I have just spent the better part of the day in front of the television at home, thankful that personal circumstances have kept me from going to work, where I would have surely embarrassed myself in front of my colleagues: the Australian, crying like a baby over the inauguration of a President for whom she could not vote, for a country for which she really didn’t care much when she started working here a few years ago.

Several times over the last few days, I listened carefully to the then-President Elect, as he spoke of Americans as one, of working together to achieve common goals, of tackling each difficult issue on its merits, rather than importing into our decision-making process biases and ideology so entrenched that we don’t recognise their influence upon it.

Today, I listened intently as the new President told us that we had chosen “hope over fear, unity of purpose over conflict and discord” as he reiterated his now familiar theme that we “end the petty grievances and worn out dogmas that have strangled our politics for too long”. Tears rolled down my cheeks as President Obama asked us to consider “what free men and women can achieve when imagination is joined to common purpose”.

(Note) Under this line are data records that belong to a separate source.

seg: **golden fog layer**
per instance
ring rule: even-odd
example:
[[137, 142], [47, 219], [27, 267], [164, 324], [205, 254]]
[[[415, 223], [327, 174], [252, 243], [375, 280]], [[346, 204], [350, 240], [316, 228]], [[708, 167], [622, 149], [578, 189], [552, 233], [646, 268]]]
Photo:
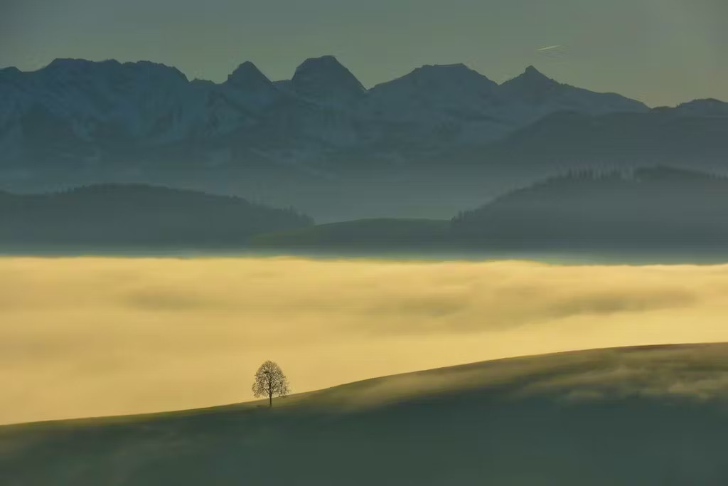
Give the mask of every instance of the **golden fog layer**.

A little while ago, I would have dismissed this as a load of wank. Free men and women? Free to do what? For the rich to fund their schools and send their children to summer camp and college while the poor are free to travel 90 minutes on the subway to earn the minimum wage at McDonalds? What common purpose?

I would have been incensed that, in this country, with its practically unbridled individualism and enormous divides between rich and poor, whites and non-whites, in education, health, employment and quality of life generally, such statements, so hollow as to be an affront to the American people, could be made to two million of their faces. How dare the President engage in such Brave New Worldish indoctrination, or at best, promote such fantasy.

But President Obama did not indulge in the arrogant “rah rah go the greatest team in the world” chest-beating that has in part characterised America for me. Rather, he spoke about challenges, and what could be, if people dreamed together, sacrificed together and worked together.

In the cold hard light of day, maybe it is still just talk. But it’s beautiful talk. And, again while I have in the past been squeamish about such barracking for one’s country, or cynical about calls to hold hands across ideological divides (not to mention loathe to do so myself), perhaps it is a good thing for a country’s people to hear. After all, change starts with an idea and then advances with an idea shared.

Sharing these ideas was part of a ceremony infused with history — the simple celebration of the inauguration of a new head of state, who takes the oath flanked by all living previous heads of state, brings people of different backgrounds together and reminds Americans that they are all members of a living union. A union that was formed with the objective of making its citizens’ lives better, together, consistent with values espoused (but certainly not always practiced) by its founding fathers.

Just watching a new President take the oath of office, listening to his vision of the nation and even being put on notice of what he might expect from the citizens of the country, is both an uplifting and sobering experience — one which we are denied in Australia (and not merely because we have a Prime Minister rather than an elected Australian Head of State, but that’s another — albeit in some respects related — matter).

While some election-night speeches might come close, I do not recall an Australian Prime Minister ever addressing the country in the way that I saw President Obama do today, with no other purpose than to mark the beginning of his role in the government’s executive. There are no speeches to reinforce the values of our country, the spirit of our democracy, the collective dreams of all of our people. There is no formal celebration of our parliamentary democracy or the election of the government by the people.

Perhaps Australia could do with a little such pride, a dialogue led by our Prime Minister about how we see ourselves, what our vision of our future is and how we think we’d like to get there — even if it is only in broad, lofty terms upon which we can all agree and which bind us all, into which we can all impute our own values.

Sure, like a lot of people, I’ve skulled the kool aid and its effects will surely begin to evaporate by the morning. And while the realities of governing and attempting to negotiate with legislators — who while they are not so much bound by party discipline, are nonetheless possessed by ideology and belief, not to mention being beholden to interest groups and donors — will undoubtedly frustrate efforts to legislate for the President’s idea of the common good, it would take a hard person to not at least want to believe that seeds of change have been sown.